Environmental Metadata

Get environmental metadata for geographic coordinates.

What It Does

Get environmental metadata values for slots like annual_precpt, annual_temp, elev, depth, etc.

Give it GPS coordinates → Get back values with units and provenance. Compatible with NMDC submission-schema and other applications.

Quick Example

from biosample_enricher.environmental_metadata import get_environmental_metadata

# Get climate data for San Francisco
result = get_environmental_metadata(
    lat=37.7749,
    lon=-122.4194,
    slots=["annual_precpt", "annual_temp"]
)

# Use the values in your NMDC submission
print(result["values"])
# {'annual_precpt': 519.3, 'annual_temp': 14.1}

# Check which data sources were used
print(result["metadata"]["climate_normals"]["providers_used"])
# ['meteostat', 'nasa_power']

What Values Can You Get?

Currently Supported (✅ Ready to Use)

Climate Data (30-year averages, no datetime needed):

Slot Name

Description

Units

Type

annual_precpt

Annual precipitation (30-year average)

millimeters/year

float

annual_temp

Annual temperature (30-year average)

degrees Celsius

float

Providers: meteostat, nasa_power (automatically queries both and averages results)

Elevation Data (no datetime needed):

Slot Name

Description

Units

Type

elev

Elevation above sea level

meters

float

Providers: USGS, Google Maps, Open Topo Data, OSM (tries multiple sources)

Partially Implemented (⚠️ Use with Caution)

Weather Data (requires datetime - collection date/time):

Slot Name

Description

Units

Type

temp

Temperature at collection time

degrees Celsius

float

air_temp

Air temperature (alias for temp)

degrees Celsius

float

humidity

Relative humidity

g/m³

string

wind_speed

Wind speed

m/s

string

wind_direction

Wind direction

degrees

string

solar_irradiance

Solar radiation

W/m²

string

Warning

Weather slots require datetime_obj parameter. Data availability depends on location and date. Not all slots may return values for all locations/times.

Marine Data (no datetime needed):

Slot Name

Description

Units

Type

depth

Water depth (negative for underwater)

meters

string

Warning

Marine providers (GEBCO, ESA CCI, NOAA) are marked as unreliable in Issue #181. Data quality varies significantly by location.

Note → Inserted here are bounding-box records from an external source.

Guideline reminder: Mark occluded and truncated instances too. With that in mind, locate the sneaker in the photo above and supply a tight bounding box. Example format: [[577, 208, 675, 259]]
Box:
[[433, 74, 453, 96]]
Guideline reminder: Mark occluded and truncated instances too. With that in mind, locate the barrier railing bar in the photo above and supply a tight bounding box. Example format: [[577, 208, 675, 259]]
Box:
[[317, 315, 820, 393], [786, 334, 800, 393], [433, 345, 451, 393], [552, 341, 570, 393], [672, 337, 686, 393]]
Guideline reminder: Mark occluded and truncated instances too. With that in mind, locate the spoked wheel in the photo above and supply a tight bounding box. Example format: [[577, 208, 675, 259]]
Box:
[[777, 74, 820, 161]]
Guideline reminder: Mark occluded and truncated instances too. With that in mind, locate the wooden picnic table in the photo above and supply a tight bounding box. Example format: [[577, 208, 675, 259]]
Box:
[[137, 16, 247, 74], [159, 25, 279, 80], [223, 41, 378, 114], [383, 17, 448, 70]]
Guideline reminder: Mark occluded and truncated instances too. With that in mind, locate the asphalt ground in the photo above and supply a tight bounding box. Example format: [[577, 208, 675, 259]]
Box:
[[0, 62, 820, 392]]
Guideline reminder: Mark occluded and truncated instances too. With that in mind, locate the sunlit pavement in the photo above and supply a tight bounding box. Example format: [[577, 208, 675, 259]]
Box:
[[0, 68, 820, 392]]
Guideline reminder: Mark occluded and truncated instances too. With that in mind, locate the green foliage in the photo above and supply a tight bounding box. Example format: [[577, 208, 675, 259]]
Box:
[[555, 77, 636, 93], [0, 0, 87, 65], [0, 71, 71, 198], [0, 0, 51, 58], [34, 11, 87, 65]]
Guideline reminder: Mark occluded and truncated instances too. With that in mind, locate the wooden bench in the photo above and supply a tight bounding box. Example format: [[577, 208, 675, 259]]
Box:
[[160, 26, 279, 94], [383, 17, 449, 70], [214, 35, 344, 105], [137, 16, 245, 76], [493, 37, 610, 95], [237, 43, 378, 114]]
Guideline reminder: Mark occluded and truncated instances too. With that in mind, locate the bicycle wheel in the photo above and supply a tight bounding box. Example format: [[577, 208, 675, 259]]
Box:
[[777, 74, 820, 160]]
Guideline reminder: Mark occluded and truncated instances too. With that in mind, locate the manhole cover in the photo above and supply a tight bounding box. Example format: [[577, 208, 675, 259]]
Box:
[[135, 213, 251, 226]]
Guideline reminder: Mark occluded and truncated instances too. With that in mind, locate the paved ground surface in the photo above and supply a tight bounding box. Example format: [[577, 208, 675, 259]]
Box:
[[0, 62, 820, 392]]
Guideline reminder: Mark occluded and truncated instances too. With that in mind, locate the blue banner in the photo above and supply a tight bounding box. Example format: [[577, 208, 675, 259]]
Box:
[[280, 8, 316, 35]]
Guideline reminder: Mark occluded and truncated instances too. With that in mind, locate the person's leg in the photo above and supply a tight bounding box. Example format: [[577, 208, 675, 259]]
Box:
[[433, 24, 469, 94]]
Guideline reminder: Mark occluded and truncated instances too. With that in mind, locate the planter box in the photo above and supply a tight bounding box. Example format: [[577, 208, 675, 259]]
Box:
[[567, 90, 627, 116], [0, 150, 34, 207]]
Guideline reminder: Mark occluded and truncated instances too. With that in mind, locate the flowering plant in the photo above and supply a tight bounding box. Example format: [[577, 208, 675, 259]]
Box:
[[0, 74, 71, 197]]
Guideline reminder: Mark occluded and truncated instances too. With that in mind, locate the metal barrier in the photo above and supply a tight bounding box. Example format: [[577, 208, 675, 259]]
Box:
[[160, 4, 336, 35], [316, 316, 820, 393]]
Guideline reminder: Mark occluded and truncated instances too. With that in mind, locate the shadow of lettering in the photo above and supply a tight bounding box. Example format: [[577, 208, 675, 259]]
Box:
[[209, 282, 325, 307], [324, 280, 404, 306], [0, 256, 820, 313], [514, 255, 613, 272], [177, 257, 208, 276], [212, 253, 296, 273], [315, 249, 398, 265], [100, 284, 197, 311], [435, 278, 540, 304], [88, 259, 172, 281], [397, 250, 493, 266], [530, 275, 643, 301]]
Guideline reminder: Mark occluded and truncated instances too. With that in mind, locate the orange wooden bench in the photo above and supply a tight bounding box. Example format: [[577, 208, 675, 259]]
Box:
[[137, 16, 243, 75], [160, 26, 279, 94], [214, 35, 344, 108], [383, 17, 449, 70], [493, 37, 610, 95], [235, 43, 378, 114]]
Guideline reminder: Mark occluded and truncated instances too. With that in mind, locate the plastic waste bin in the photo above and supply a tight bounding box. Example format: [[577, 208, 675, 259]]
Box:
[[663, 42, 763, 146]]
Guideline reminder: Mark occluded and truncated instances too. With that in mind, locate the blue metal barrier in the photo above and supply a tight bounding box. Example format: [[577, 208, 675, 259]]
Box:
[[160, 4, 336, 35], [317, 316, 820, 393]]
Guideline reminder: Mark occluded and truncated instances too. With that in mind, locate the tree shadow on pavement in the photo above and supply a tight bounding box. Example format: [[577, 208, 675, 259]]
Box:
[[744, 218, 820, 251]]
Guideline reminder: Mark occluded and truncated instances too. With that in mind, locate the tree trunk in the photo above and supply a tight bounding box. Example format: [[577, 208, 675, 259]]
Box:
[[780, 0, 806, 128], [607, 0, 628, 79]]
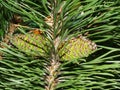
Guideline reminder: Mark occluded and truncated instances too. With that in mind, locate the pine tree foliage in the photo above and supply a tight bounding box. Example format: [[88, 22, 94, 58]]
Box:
[[0, 0, 120, 90]]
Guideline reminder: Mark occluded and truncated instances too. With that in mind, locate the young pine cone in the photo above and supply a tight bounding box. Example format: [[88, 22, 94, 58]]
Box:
[[60, 35, 97, 60]]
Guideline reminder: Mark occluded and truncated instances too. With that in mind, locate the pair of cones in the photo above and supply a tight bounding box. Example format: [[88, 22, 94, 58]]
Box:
[[12, 30, 96, 60]]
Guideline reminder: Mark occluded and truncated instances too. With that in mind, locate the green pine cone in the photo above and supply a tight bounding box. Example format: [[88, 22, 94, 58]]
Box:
[[60, 35, 96, 60], [11, 34, 47, 56]]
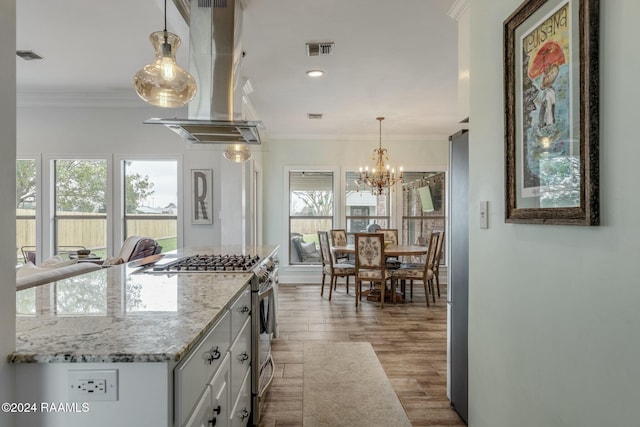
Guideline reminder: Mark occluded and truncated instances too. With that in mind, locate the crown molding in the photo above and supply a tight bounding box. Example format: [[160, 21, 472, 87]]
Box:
[[16, 90, 154, 108]]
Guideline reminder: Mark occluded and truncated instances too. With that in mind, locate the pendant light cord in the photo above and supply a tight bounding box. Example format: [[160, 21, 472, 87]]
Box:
[[164, 0, 167, 33]]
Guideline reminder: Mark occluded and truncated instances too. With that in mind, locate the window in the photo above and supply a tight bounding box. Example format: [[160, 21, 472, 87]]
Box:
[[123, 160, 178, 252], [345, 172, 391, 243], [54, 159, 107, 256], [289, 171, 334, 264], [16, 159, 37, 264], [401, 172, 445, 251]]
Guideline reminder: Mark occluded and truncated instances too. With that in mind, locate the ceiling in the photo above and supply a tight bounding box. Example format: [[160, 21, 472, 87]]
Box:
[[16, 0, 462, 144]]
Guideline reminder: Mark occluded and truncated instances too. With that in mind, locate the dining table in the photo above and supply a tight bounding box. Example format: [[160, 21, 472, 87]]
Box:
[[331, 243, 428, 257], [331, 243, 429, 303]]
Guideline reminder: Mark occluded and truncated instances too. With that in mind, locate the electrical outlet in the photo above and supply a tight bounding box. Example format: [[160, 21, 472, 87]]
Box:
[[69, 369, 118, 402], [480, 201, 489, 228]]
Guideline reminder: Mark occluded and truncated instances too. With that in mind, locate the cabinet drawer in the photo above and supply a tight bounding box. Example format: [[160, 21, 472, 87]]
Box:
[[231, 319, 251, 402], [229, 370, 251, 427], [175, 312, 231, 425], [231, 287, 251, 340], [185, 356, 231, 427]]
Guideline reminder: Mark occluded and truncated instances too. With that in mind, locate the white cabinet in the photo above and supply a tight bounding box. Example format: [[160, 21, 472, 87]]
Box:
[[175, 312, 231, 426], [186, 355, 231, 427], [229, 371, 251, 427], [231, 319, 251, 401]]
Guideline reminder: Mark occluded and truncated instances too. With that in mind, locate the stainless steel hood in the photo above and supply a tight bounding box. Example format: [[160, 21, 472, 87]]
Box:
[[144, 0, 262, 145]]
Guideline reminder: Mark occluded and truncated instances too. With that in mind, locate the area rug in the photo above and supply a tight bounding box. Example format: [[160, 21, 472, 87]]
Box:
[[303, 342, 411, 427]]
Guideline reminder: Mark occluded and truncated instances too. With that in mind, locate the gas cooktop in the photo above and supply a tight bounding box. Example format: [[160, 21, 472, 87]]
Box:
[[147, 254, 261, 273]]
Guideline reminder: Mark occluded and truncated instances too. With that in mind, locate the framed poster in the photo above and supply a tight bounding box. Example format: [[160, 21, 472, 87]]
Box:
[[191, 169, 213, 224], [503, 0, 600, 225]]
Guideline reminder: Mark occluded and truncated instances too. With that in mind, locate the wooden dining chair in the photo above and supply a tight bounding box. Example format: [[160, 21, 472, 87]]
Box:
[[329, 228, 353, 264], [432, 230, 444, 298], [376, 228, 398, 245], [390, 231, 441, 307], [318, 231, 356, 301], [376, 228, 398, 261], [355, 233, 395, 308]]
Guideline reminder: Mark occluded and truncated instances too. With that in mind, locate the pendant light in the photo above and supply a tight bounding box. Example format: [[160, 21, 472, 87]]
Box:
[[133, 0, 196, 108], [356, 117, 404, 196]]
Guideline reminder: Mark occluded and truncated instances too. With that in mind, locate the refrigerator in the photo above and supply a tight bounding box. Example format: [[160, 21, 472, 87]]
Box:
[[447, 130, 469, 423]]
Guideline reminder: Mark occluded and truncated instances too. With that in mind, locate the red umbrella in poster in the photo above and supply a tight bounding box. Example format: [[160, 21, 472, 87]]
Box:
[[529, 41, 565, 79]]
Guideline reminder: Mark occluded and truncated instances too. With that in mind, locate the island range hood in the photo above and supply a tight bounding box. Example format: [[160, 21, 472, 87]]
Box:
[[144, 0, 262, 145]]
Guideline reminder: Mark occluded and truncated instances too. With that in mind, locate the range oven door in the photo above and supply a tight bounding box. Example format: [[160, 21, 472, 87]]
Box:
[[253, 276, 276, 425]]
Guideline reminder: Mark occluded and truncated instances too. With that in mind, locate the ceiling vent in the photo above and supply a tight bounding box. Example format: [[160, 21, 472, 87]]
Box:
[[16, 50, 42, 61], [307, 42, 333, 56]]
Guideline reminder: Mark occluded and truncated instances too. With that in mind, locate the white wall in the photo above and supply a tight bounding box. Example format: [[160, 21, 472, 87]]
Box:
[[14, 103, 249, 251], [263, 136, 449, 283], [469, 0, 640, 427], [0, 0, 16, 427]]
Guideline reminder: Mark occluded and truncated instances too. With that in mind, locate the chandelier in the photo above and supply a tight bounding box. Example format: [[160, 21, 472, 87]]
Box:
[[356, 117, 403, 196]]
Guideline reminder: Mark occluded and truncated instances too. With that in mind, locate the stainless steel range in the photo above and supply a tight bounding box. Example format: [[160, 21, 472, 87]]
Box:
[[138, 248, 278, 425], [152, 254, 262, 273]]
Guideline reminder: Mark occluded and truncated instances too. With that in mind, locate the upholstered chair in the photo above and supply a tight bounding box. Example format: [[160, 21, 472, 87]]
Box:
[[330, 228, 353, 264], [392, 231, 441, 307], [355, 233, 395, 308], [376, 228, 398, 245], [318, 231, 356, 301]]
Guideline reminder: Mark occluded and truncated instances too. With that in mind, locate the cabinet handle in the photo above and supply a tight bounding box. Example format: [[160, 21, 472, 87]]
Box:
[[238, 408, 249, 420], [204, 347, 220, 365]]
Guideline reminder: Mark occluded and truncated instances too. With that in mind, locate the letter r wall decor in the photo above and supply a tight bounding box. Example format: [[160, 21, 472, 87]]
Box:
[[191, 169, 213, 224]]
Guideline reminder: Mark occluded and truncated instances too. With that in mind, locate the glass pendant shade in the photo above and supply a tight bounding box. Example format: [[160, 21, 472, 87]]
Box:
[[133, 31, 196, 108], [224, 144, 251, 163]]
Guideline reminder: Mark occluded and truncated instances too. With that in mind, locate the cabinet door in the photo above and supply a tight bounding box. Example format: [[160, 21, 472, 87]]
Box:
[[175, 312, 231, 425], [231, 319, 252, 402], [229, 370, 251, 427], [185, 386, 213, 427], [185, 357, 230, 427]]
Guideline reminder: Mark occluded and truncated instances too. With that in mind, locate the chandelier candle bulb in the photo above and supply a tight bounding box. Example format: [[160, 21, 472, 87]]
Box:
[[356, 117, 403, 195]]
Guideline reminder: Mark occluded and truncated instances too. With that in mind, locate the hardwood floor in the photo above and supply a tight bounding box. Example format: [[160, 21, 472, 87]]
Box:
[[260, 281, 465, 427]]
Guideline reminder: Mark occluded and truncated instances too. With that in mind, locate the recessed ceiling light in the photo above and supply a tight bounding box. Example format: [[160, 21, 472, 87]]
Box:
[[16, 50, 42, 61]]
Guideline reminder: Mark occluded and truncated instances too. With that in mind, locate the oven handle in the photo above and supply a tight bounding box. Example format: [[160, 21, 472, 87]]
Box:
[[258, 285, 273, 301], [258, 354, 276, 399]]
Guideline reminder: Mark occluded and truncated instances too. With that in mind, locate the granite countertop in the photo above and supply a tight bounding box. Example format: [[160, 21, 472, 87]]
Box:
[[7, 247, 274, 363]]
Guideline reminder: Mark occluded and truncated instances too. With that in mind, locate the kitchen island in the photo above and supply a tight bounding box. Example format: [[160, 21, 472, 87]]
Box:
[[8, 248, 273, 427]]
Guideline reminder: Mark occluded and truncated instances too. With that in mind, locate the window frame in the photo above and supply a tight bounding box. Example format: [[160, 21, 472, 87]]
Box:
[[51, 157, 113, 259], [120, 155, 184, 254], [282, 166, 342, 268], [16, 157, 43, 261]]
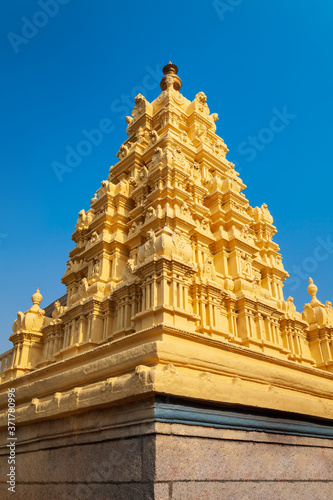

Soil Data (no datetime needed):

Slot Name

Description

Units

Type

ph

Soil pH

pH units

float

soil_type

USDA soil texture class

text

string

Warning

SoilGrids provider has intermittent failures (Issue #184). Success rate varies by location.

Not Yet Implemented (❌ Future Work)

These submission-schema slots are not yet supported:

  • cur_vegetation - Current vegetation type (Issue #194)

  • flooding - Flooding history (Issue #192)

  • fire - Fire history

  • extreme_event - Extreme weather events

  • Many others…

See the submission-schema documentation for the complete list of slots.

See also

Issue #193: Add submission-schema extraction helpers for more slots

Parameters

biosample_enricher.environmental_metadata.get_environmental_metadata(lat, lon, slots, datetime_obj=None, providers=None, strategy='mean')[source]

Get NMDC submission-schema values for specified slots.

Parameters:
  • lat (float) – Latitude in decimal degrees (required) Valid range: -90 to 90

  • lon (float) – Longitude in decimal degrees (required) Valid range: -180 to 180

  • slots (list[str]) –

    Slot names to retrieve (required) Must be from supported slots listed above. Cannot be empty.

    Examples:

    # Climate only
    slots=["annual_precpt", "annual_temp"]
    
    # Mix climate and elevation
    slots=["annual_precpt", "elev"]
    
    # Weather (requires datetime_obj)
    slots=["temp", "humidity", "wind_speed"]
    

  • datetime_obj (datetime) –

    Collection date/time (optional) Required for weather slots (temp, air_temp, humidity, etc.) Not used for climate, elevation, marine, or soil slots

    Example:

    from datetime import datetime
    datetime_obj=datetime(2023, 7, 15, 14, 30)
    

  • providers (list[str]) –

    Specific providers to use (optional) If None (default), queries all available providers.

    Valid providers by slot category:

    • Climate slots: ["meteostat", "nasa_power"]

    • Elevation slots: ["usgs", "google", "open_topo_data", "osm"]

    Examples:

    # Use only meteostat for climate
    providers=["meteostat"]
    
    # Use only USGS for elevation
    providers=["usgs"]
    

  • strategy (str) –

    How to combine values from multiple providers (optional) Default is "mean".

    Valid values (from CONSENSUS_STRATEGIES):

    • "mean": Average across all successful providers (default, most reliable)

    • "median": Middle value when sorted (robust to outliers)

    • "first": Use first successful provider in priority order (fastest)

    • "best_quality": Use provider with best quality metric (closest station, highest resolution)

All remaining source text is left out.